PreSonus, PLEASE PLEASE PLEASE ignore your users here. Apple, McDonald's, Google... they all understand that users aren't designers. Clay Christensen taught them this with the Milk Shake paradigm. It's about the "job to do".
StaffPad proves that Dorico's complex articulation mapping features are like Notion's rules... composers complain about Dorico constantly for the same reason Notion gets flack. StaffPad doesn't force users to map ****. Users don't need more ways to configure. We need to use. The fewer barriers to that goal, the closer you are to getting it right. Even Infinite Brass, despite not sounding 100% real to most people, has led many to leaving Spitfire because the library doesn't even use key switches. The instrument is smart enough that it doesn't need to. The best paradigm is that, whichever way you go... you aren't putting setup complexity on users.

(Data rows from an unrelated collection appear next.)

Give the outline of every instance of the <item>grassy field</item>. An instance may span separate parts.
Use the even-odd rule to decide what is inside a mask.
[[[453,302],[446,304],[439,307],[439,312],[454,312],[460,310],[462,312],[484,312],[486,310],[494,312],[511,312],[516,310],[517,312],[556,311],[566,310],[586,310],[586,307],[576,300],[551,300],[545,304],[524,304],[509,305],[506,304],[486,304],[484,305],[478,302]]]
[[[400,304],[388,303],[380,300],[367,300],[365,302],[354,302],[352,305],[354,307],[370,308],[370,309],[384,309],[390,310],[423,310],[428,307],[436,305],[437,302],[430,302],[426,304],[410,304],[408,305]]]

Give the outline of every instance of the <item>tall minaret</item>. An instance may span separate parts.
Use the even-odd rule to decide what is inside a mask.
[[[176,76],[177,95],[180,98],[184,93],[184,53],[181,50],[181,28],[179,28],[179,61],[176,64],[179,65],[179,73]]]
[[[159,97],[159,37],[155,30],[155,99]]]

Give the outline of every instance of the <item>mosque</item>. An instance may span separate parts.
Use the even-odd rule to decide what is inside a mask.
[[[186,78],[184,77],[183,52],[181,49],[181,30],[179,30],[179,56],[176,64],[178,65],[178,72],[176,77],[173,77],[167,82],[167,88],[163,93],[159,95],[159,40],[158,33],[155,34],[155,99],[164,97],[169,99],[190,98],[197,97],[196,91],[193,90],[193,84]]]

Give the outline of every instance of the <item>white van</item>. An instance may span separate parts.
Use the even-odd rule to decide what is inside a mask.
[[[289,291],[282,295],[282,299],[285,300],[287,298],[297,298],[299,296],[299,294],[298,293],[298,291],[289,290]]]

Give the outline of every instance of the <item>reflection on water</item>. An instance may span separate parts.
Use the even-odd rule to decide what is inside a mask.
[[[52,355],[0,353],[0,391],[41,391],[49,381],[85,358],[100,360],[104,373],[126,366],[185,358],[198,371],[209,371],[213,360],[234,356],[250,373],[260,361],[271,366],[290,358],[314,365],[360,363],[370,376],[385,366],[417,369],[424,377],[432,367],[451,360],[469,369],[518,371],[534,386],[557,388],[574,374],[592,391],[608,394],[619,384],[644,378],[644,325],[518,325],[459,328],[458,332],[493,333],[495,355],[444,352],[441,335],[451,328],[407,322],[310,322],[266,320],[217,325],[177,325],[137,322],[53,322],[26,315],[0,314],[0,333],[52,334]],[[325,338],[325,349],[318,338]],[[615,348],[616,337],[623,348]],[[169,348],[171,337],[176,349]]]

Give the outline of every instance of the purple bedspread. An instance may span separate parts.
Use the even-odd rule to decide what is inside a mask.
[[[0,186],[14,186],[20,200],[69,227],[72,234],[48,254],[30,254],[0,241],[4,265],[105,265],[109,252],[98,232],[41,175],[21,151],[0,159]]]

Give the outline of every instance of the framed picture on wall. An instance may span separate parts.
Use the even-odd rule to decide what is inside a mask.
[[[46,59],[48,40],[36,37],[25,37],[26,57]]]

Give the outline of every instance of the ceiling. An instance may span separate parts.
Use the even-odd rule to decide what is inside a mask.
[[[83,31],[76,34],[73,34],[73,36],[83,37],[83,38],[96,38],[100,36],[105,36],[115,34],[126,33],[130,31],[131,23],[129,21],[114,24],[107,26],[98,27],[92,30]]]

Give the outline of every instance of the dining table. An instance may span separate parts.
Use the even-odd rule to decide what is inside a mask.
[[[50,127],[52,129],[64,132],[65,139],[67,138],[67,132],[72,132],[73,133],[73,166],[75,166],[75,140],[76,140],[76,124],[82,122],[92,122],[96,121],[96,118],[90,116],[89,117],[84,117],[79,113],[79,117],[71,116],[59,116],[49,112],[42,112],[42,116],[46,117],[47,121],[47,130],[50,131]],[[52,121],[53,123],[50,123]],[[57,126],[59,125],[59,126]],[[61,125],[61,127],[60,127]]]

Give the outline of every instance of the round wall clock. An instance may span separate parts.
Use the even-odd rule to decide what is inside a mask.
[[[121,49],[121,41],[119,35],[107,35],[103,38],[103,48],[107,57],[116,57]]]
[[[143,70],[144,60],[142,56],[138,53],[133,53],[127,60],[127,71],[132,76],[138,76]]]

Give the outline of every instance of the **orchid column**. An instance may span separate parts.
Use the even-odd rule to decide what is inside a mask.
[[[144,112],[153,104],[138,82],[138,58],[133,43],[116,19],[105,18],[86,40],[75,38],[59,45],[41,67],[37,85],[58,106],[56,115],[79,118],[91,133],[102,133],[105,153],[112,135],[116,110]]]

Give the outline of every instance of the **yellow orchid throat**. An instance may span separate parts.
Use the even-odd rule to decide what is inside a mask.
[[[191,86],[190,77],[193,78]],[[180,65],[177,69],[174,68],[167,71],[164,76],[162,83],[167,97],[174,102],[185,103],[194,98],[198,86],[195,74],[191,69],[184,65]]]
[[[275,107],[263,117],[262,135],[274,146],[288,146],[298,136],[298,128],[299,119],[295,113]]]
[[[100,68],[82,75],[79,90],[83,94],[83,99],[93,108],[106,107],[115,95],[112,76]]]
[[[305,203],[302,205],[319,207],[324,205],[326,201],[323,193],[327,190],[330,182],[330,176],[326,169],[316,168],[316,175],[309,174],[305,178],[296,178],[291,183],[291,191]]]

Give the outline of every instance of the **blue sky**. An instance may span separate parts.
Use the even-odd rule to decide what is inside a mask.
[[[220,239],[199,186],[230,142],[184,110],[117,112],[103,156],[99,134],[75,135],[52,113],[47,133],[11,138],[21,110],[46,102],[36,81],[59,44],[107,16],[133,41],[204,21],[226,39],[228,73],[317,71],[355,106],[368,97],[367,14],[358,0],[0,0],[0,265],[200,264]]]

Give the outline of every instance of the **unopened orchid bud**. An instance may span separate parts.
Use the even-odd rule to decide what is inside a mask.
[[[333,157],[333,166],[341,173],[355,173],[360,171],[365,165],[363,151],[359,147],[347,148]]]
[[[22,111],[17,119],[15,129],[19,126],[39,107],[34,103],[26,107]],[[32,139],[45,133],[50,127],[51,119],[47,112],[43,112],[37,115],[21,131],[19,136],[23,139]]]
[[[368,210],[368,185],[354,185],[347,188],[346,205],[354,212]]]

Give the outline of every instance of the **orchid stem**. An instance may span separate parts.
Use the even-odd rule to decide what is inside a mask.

Studio One's maps are good enough that any Spitfire or Orchestral Tools (the two most popular high-end libraries) can be mapped adequately in S1. That's good enough to wait until the industry matures. A composer's "job" is NEVER to configure. It's to open up Studio One and start writing music. Please don't complicate the program's front end, rules, XML, etc. Make the engine smart enough that we never need to think about that.
1) Studio One already has an in-app sample store. Why not partner with companies the way StaffPad did?
2) Studio One could implement the VST3 ability to auto-map samples. No editor windows. No dialogs. Just open S1 and write music.
3) If I still haven't convinced you, please realize that Cubase got this horribly wrong. Google how many complaints, for over a decade, are online about expression mapping taking enormous amounts of time, once? NO, every time someone buys a new library.
P.S. I have no stake in this. I write in StaffPad, master in Studio One. But having spent years in this mess, and finding relief in a different app... I am never looking back to the DAW to write music, just master it. Why? Because an app that had the "just open it and write" paradigm was good enough that I didn't want to look back. If Studio One gets this right, really right, then maybe I'd have a reason to write in S1 again.